In 2018, the Liberal government denied summer job funding to organizations, including charities, that would not sign an attestation supporting abortion. It also passed bill C-16 as part of a trend to force Canadians to express support for the existence of various gender identities beyond the biological categories of male and female, and to use pronouns demanded by those who identify with these other genders.
In addition to these assaults on conscience, the government launched a series of regulatory attacks on free speech on the internet and is pressuring social media companies, which are already censoring speech that isn’t politically correct, to crack down even more. It is also considering bringing back Section 13 of the Canadian Human Rights Act. This hate speech provision was repealed by the Conservative government in 2013 because it was being used arbitrarily to censor statements that offended some people on the internet.
In what appears to be a first step towards restricting our right to criticize some religions, it adopted M-103, a motion that condemns religious discrimination but only specifically mentions one religion, Islam, and without defining the term “islamophobia.”
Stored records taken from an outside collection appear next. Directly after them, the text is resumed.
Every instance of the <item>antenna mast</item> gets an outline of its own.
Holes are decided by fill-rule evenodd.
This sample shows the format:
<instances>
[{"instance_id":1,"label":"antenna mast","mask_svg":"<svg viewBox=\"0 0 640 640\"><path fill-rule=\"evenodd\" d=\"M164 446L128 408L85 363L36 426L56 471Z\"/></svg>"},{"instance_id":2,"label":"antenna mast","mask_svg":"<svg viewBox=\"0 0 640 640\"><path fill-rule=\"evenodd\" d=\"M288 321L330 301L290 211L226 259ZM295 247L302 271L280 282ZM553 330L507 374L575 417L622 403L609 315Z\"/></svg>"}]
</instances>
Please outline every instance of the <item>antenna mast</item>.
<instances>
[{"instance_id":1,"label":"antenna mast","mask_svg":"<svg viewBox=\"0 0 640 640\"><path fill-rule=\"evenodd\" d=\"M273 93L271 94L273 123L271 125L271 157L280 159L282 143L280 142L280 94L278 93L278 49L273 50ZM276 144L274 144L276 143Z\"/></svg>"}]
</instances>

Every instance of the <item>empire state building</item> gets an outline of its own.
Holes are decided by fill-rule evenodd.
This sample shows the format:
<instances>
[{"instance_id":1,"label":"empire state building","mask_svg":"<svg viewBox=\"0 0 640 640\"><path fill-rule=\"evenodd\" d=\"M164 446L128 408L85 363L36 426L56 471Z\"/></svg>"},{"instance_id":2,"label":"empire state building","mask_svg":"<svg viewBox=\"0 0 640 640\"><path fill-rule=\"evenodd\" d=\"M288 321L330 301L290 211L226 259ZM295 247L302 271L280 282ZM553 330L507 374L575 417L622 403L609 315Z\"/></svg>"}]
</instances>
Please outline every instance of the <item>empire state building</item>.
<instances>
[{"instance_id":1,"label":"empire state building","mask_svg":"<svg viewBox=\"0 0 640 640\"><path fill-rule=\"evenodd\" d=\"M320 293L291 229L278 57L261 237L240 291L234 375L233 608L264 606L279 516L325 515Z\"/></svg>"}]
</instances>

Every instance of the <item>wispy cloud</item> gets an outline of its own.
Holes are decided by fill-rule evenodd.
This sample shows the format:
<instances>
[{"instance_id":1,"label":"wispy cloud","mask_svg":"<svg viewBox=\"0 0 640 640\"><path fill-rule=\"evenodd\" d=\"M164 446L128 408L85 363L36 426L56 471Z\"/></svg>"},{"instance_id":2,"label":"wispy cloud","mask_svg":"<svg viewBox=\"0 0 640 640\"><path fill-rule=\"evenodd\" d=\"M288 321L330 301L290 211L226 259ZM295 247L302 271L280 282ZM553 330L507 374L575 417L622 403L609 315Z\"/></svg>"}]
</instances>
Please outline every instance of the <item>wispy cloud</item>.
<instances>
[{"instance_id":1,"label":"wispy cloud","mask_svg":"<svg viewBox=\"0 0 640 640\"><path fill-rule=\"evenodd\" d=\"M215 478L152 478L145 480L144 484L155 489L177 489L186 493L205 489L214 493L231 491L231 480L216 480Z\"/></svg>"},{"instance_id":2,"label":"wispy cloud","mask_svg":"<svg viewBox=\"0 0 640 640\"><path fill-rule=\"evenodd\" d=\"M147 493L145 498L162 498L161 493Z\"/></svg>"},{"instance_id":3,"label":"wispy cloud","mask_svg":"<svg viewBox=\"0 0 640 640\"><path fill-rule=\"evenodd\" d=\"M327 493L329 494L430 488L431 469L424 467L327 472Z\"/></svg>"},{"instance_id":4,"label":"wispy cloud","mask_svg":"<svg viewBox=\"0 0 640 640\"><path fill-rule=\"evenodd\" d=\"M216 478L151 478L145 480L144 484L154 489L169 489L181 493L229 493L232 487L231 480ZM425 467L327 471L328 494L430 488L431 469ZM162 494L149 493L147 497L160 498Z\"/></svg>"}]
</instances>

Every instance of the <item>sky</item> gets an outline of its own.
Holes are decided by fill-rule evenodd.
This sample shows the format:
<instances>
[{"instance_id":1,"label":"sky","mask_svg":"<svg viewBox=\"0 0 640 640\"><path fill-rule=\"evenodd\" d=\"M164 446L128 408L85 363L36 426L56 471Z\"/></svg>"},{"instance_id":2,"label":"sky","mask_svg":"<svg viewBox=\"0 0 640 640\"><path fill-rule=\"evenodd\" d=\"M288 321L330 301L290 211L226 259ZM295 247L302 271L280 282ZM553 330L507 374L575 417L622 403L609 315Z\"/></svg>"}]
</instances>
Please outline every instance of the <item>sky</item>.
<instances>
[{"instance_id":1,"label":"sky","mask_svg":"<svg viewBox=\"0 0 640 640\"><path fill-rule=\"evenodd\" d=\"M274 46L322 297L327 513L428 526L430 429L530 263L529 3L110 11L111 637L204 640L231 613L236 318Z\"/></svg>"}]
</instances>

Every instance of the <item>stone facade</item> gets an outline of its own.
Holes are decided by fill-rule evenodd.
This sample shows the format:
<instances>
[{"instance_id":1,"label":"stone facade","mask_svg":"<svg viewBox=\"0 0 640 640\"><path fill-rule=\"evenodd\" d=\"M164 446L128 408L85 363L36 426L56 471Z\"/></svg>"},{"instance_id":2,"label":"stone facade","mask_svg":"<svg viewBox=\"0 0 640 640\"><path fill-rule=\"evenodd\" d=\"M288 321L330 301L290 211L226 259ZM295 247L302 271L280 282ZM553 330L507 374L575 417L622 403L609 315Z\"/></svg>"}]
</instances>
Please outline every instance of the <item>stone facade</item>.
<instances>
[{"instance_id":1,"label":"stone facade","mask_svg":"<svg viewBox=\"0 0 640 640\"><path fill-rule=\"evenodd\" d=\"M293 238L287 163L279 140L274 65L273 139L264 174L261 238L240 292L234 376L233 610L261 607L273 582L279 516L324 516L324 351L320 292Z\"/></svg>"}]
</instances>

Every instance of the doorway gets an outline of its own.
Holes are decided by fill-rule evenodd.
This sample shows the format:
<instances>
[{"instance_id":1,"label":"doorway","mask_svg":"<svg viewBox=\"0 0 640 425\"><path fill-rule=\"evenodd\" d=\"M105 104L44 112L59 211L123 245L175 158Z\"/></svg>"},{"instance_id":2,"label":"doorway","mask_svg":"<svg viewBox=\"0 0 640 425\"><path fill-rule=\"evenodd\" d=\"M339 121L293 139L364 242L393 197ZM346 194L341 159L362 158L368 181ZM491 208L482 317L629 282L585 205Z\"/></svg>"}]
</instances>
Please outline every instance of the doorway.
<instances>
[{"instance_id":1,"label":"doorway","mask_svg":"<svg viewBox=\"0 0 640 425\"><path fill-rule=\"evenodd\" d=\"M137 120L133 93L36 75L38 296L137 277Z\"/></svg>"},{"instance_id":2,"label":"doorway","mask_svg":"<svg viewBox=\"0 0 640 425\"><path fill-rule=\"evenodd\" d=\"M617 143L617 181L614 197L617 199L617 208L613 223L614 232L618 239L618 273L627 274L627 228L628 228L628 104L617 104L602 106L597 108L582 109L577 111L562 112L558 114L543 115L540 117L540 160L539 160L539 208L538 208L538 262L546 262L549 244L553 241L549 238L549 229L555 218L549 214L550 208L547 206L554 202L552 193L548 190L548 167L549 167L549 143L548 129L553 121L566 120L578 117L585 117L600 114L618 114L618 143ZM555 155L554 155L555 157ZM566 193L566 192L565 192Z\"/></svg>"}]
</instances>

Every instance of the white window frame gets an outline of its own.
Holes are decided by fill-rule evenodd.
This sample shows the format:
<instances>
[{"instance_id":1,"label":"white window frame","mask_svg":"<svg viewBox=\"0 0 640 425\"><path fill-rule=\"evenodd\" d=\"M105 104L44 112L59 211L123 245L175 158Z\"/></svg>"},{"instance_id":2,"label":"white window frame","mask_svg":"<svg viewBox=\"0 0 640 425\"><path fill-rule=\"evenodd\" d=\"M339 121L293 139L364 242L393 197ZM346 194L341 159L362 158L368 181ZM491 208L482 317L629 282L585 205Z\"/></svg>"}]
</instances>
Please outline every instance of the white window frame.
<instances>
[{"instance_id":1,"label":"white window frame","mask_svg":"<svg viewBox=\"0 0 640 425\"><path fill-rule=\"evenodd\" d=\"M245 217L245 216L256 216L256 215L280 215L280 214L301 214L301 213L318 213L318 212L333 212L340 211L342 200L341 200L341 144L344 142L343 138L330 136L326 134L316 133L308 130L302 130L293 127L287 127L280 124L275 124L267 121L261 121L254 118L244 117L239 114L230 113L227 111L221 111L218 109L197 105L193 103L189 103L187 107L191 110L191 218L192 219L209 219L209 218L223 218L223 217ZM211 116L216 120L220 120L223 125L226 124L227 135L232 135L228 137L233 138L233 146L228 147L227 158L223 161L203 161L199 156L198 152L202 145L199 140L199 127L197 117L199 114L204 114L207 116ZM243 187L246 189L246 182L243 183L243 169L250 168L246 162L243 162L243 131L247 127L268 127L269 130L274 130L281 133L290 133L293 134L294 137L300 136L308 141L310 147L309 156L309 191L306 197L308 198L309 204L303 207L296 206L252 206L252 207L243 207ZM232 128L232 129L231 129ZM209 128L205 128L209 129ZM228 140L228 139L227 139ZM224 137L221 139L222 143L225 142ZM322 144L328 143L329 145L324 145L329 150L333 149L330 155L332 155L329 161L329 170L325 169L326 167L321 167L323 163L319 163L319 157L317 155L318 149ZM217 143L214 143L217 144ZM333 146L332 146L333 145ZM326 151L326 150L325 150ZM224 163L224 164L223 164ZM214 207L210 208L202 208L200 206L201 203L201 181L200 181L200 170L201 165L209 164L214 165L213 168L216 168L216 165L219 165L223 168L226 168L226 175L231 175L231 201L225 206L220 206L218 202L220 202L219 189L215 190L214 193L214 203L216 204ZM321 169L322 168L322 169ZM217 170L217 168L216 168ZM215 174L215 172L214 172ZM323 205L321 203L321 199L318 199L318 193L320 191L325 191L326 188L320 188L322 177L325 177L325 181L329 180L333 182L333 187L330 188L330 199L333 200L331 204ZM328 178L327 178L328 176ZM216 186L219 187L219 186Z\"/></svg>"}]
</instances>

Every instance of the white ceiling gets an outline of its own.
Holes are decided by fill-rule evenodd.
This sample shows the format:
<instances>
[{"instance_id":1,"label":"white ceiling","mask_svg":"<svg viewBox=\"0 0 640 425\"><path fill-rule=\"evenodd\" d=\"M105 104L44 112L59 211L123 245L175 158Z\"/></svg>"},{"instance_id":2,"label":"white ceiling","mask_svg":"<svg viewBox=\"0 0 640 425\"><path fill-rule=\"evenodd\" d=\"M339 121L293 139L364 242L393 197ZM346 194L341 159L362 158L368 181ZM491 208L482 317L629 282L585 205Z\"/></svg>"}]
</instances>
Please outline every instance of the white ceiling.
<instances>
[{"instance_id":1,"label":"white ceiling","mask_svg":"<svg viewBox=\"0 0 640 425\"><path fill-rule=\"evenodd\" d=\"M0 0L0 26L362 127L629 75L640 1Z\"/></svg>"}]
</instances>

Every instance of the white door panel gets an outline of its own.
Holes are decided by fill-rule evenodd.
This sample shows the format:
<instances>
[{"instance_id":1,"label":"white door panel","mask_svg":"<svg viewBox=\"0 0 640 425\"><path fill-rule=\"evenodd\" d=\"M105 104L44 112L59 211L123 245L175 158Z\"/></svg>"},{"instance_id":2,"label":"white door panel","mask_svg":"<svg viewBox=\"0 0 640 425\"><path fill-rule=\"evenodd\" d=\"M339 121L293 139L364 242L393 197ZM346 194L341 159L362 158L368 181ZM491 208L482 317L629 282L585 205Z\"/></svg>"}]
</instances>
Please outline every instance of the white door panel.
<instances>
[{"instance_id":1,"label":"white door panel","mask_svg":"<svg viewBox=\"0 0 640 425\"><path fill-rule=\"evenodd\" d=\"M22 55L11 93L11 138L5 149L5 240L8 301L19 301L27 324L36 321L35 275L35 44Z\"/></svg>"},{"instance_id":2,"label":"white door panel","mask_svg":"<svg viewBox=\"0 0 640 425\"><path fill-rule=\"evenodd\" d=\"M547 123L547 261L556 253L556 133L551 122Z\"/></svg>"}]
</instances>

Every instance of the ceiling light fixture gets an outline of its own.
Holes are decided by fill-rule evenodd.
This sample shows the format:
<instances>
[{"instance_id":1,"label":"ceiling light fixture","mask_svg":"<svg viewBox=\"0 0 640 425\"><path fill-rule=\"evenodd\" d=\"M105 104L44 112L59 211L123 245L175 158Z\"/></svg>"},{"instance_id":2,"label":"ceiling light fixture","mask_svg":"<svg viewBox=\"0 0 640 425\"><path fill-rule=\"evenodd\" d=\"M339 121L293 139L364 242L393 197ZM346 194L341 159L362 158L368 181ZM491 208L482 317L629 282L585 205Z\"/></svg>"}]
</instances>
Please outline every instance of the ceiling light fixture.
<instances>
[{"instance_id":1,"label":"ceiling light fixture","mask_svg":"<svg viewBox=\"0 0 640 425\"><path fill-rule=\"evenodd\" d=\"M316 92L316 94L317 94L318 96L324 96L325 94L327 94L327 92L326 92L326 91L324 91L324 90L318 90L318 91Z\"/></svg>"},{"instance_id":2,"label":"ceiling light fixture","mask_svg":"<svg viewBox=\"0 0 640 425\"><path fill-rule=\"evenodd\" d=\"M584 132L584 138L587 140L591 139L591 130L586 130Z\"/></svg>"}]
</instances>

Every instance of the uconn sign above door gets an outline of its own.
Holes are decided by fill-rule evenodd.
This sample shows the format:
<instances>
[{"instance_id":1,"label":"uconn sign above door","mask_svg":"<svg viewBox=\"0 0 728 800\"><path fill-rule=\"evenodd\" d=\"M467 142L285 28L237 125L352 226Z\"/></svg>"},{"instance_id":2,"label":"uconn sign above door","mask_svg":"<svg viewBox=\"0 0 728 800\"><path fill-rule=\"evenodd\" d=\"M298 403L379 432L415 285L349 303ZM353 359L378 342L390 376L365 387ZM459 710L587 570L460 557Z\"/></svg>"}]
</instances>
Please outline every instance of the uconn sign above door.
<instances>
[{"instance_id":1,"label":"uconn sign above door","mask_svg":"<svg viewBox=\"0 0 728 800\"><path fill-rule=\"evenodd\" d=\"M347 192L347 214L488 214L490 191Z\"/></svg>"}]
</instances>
Finally, on university campuses, a growing number of faculty and administrators—those who should be fighting for open debate of controversial ideas—have become aggressive advocates for censorship.
History and social scientific research show that freedom of conscience and freedom of expression, when maximally protected, advance the intellectual life of a nation, foster greater ideological diversity and societal understanding, and nurture other freedoms necessary for a successful democracy.
This is why Section 2 of the Canadian Charter of Rights and Freedoms guarantees citizens freedom of conscience and religion, as well as freedom of thought, belief, opinion and expression, including freedom of the press and other media of communication.
What some people find politically incorrect, offensive or even hateful cannot serve as the legal basis for discrimination and censorship. Canadians should be able to enjoy maximum freedom of conscience and expression as guaranteed in Section 2 of the Charter.